Potential projects: #1 A general purpose document annotation system
2009-01-05
In December I was in Cambridge visiting Peter Murray Rust's group. I have been working with Jim Downing, Nick Day and Joe Townsend on the TheOREM-ICEproject.
Thanks to the Cambridge team for hosting me, the several visits to the pub and to Peter for inviting me to dinner at his college. Luckily I don't think there are any photos of me wearing the tie.
While I was there we also looked at the latest JISC grant funding call, with visitors Ben O'Steen and David Flanders. There was some very interesting discussion but I'd better not say any more than that at this stage. Last time I looked, the University of Southern Queensland was not in the UK so we're not eligible for JISC funds, but we can work with UK institutions as we are with the ICE work on the TheOREM project.

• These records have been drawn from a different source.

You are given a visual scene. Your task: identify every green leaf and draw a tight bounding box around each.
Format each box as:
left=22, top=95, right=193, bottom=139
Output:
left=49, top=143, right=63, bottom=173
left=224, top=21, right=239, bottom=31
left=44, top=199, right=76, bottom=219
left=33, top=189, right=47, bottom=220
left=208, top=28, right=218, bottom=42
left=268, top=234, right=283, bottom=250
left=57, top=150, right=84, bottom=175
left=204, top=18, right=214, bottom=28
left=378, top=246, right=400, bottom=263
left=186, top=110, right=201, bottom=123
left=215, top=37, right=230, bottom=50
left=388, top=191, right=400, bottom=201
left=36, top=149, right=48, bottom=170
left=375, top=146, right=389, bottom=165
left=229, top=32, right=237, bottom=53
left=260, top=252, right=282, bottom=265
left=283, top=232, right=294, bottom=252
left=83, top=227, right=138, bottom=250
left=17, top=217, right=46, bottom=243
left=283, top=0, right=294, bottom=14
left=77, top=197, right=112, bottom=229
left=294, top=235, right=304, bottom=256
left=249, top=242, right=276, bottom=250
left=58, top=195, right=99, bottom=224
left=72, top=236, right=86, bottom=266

What I thought I'd do is put up a couple of posts about small development projects where I think our group here at the Australian Digital Futures Institute could make an efficient contribution, and see if these ideas align with work that groups in the UK might be doing or contemplating.
The first such post is on a general purpose document annotation system, building on the work we have done in the ICE content management system and our repository work. This project is to build collaboration service initially for document annotation and commenting, but with scope for several enhancements which are discussed below. I've talked this one over with Jim Downing, and it has a lot in common with one of his pet projects.
Why?
One motivation for this proposal is that we have an annotation system in the Integrated Content Environment (ICE), which we have been using for document-centered collaboration throughout this year and it has been a very valuable service. The system has been used to seek comment from internal and external parties on documents ranging from blog posts to grant applications to journal and conference articles. The annotation system is a pure-web system where reviewers can quickly and easily contribute comments on a document and carry on threaded conversations inline.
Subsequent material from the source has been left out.